What recent R&D moves signal a step-change in robotics capabilities?

NVIDIA’s Project GR00T pushes foundation models for humanoids, ABB’s acquisition of Sevensense brings AI-powered 3D vision to mobile robots, and Figure AI’s $675 million raise accelerates language-guided manipulation research. Together, these advances close the gap between perception-heavy lab work and reliable, factory-ready systems.

How are enterprise buyers approaching robotics development in 2025?

Manufacturers are adopting a buy-vs-build strategy: purchasing mature perception and navigation stacks from vendors like NVIDIA and ABB while developing domain-specific policies in-house. This approach reduces integration time and concentrates internal R&D on the tasks that differentiate their operations.

What role do foundation models play in robotics R&D?

Foundation models provide reusable representations for vision, language, and control that can be fine-tuned for specific robot tasks. By leveraging large-scale pretraining and simulation, teams can transfer skills across robots and environments, shortening data collection cycles and improving robustness.

Which safety and regulatory issues are shaping robotics research roadmaps?

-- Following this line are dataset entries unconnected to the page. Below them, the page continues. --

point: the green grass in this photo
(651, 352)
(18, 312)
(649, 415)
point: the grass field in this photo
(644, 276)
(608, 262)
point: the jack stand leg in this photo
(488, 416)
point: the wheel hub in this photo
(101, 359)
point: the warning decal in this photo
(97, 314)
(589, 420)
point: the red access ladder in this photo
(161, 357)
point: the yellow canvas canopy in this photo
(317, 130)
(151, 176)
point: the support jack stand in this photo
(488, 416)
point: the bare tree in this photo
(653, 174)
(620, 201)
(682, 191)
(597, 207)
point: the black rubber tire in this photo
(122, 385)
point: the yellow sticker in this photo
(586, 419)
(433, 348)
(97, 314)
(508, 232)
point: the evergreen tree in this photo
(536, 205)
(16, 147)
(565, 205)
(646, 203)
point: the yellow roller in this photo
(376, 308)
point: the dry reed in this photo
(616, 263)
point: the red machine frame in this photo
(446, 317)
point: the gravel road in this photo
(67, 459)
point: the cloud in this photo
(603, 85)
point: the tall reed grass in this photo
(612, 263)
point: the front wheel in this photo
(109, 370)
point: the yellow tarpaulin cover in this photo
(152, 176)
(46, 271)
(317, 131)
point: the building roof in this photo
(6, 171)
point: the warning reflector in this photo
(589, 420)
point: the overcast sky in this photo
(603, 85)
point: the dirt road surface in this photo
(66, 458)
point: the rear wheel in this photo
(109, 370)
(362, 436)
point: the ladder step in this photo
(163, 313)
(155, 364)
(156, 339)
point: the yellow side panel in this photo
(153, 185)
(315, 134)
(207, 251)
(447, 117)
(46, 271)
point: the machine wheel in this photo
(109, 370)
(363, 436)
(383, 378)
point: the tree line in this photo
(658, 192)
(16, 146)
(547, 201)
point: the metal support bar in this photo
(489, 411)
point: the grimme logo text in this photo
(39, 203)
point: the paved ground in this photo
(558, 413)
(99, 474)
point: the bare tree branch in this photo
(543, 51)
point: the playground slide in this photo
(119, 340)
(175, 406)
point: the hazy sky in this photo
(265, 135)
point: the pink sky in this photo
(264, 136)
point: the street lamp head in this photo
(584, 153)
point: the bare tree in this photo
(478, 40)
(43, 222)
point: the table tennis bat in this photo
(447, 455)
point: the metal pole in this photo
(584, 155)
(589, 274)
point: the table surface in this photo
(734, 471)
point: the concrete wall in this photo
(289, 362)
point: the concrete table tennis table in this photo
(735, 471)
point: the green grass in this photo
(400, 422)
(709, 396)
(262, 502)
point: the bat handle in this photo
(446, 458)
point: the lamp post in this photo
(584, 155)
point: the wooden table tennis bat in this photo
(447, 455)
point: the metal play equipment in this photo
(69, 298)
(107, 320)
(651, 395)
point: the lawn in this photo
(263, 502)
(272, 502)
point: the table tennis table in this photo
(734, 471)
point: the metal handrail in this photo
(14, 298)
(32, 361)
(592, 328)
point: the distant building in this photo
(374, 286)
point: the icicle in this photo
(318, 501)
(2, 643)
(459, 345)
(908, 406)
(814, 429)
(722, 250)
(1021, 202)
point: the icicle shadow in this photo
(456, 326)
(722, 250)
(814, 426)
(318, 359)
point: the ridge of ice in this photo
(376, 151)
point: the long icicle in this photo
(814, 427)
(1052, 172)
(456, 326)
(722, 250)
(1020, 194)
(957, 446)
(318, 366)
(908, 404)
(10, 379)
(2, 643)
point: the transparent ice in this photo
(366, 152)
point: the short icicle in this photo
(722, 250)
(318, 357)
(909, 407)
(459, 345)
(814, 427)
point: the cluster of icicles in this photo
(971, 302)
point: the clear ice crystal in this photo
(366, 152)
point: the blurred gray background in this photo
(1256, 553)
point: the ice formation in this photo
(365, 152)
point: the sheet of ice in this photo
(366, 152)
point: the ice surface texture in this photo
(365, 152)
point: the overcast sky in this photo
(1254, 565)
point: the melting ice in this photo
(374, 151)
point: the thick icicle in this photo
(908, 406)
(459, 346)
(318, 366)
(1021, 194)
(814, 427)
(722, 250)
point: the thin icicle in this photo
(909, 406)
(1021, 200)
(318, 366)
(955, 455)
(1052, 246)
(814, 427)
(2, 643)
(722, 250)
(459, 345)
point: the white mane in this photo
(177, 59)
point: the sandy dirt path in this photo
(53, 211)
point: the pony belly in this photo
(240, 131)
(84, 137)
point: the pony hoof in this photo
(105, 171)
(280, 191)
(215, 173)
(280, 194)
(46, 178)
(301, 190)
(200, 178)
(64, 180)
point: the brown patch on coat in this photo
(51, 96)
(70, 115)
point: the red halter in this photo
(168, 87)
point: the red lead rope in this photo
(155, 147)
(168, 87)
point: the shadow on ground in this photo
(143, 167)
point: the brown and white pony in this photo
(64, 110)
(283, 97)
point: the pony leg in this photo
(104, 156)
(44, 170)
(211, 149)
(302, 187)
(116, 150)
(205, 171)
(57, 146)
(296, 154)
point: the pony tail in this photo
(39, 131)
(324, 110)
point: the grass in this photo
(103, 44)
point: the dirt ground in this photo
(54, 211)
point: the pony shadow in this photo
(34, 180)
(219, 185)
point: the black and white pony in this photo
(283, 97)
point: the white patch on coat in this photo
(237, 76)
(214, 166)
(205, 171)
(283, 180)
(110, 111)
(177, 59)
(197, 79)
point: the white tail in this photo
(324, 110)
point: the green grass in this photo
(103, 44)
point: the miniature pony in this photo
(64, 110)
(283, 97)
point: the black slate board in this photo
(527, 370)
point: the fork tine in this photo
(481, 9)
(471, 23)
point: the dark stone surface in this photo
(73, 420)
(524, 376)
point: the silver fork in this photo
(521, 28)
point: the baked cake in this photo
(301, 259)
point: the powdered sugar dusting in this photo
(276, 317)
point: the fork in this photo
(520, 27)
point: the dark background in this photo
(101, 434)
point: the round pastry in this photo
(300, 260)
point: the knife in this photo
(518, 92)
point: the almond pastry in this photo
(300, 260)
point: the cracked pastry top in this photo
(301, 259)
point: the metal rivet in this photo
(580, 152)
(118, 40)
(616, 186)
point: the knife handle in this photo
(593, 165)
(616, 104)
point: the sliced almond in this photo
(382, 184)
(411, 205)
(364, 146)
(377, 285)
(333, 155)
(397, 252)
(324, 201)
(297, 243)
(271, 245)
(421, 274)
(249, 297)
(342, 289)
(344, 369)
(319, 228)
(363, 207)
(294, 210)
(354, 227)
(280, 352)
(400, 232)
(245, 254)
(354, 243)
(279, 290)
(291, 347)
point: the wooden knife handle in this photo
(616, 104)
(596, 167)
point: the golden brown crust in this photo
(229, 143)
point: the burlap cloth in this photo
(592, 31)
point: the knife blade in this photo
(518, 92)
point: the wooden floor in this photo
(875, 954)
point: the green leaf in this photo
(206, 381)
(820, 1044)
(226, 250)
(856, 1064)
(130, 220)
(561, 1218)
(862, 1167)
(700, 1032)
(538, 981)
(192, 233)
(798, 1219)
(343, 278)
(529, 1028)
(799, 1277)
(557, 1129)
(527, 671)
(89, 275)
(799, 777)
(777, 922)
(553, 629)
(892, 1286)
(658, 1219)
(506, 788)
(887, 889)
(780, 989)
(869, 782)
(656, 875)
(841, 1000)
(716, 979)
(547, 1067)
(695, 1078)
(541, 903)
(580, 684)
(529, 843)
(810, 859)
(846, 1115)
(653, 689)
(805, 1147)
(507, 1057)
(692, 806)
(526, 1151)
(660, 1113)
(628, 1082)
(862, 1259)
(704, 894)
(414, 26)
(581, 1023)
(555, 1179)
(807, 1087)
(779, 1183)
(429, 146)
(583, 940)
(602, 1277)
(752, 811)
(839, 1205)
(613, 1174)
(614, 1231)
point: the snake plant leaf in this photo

The EU AI Act will classify certain robotics applications as high-risk, requiring documentation, monitoring, and data governance that must be considered during development. In the U.S., OSHA guidance and evolving cobot standards influence how startups and incumbents validate human-robot interaction before pilots and scale-up.

Where are the most promising near-term applications for these R&D advances?

Warehouse mobility and piece-picking, flexible electronics assembly, and inspection tasks are seeing the fastest translation from research to production. Pilots by Amazon with mobile and humanoid platforms, plus ABB’s vision-enabled AMRs, indicate measurable gains in throughput and uptime without sacrificing safety.